TOEICで表すと650点くらいでしょうか…。今の時点で基本的な日常会話で困ることがなければ、ほぼ問題ないでしょう。
ちなみに、N3よりも難易度の低いN4やN5では、“ひらがなやカタカナ・基本的な漢字で書かれた語句や定型的な文を理解することができる”ことが求められます。日本語能力に不安がある方は、定型文から覚えていくのが賢明でしょう。

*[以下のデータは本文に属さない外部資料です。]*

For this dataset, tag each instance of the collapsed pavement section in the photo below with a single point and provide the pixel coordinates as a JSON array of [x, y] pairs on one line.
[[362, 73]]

文部科学省の公式サイトでは、小学校で学ぶ漢字を見ることができます。
学年別漢字配当表
また、MARUGOTO Plusというサイトでは、カテゴリー別で日本語を学ぶことができます。
もし、日本語能力が低いとどうなるの?
日本語能力検定の場合は「読み・聞き」ですが、面談では「話す」スキルも必要ですよね。頑張って日本語を勉強したとしても、面談で“日本語能力が低い”と見なされてしまうこともあります。
では、その場合どうなってしまうのでしょうか?
当然のことながら、法務局での面談は日本語で行われます。そもそも、会話の時点で意思疎通ができていなければNGですが、仮に会話になっていても、担当者が“この人の日本語能力はちょっと怪しいな…”と感じた場合、「読み・書き」のテストを実施することがあります。
では、どんな問題が出題されるのか見ていきましょう。
例題
1.ひらがな⇔カタカナの変換
例:らじお→ラジオ / チョコレート→ちょこれーと
2.漢字の読み(音読みと訓読みの区別ができるか)
例:水をのみます(みずをのみます)/ 水曜日(すいようび)
3.簡単な日本語の作文
例:先週の日曜日はどんなことをしましたか?
例:母国のお母さんに手紙を書いてください。
見た限りでは、簡単なテストが実施されている印象ですね。あまり構えすぎることはないと思いますが、もし、このテストでも結果が悪かった場合、“出直してきてください”と帰化申請許可が下りない可能性も十分あります。
テスト対策ではなく、まずは最初から日本語能力に疑問を持たれないよう、帰化申請の段階である程度の日本語能力を要することが大事ですよ!
まとめ
今回は、帰化申請の条件の中の「日本語条件」を詳しく解説していきました。「日本語条件」は国籍法に載っていない内容ですが、甘く見ていると痛い目に遭います。特に、他の条件をちゃんと満たしているのであれば、余計に日本語能力で引っかかりたくはないですよね…。普段あまり日本語を使っていない方は、ぜひ帰化申請の機会を活かして最低限の日本語能力を身に付けるようにしましょう。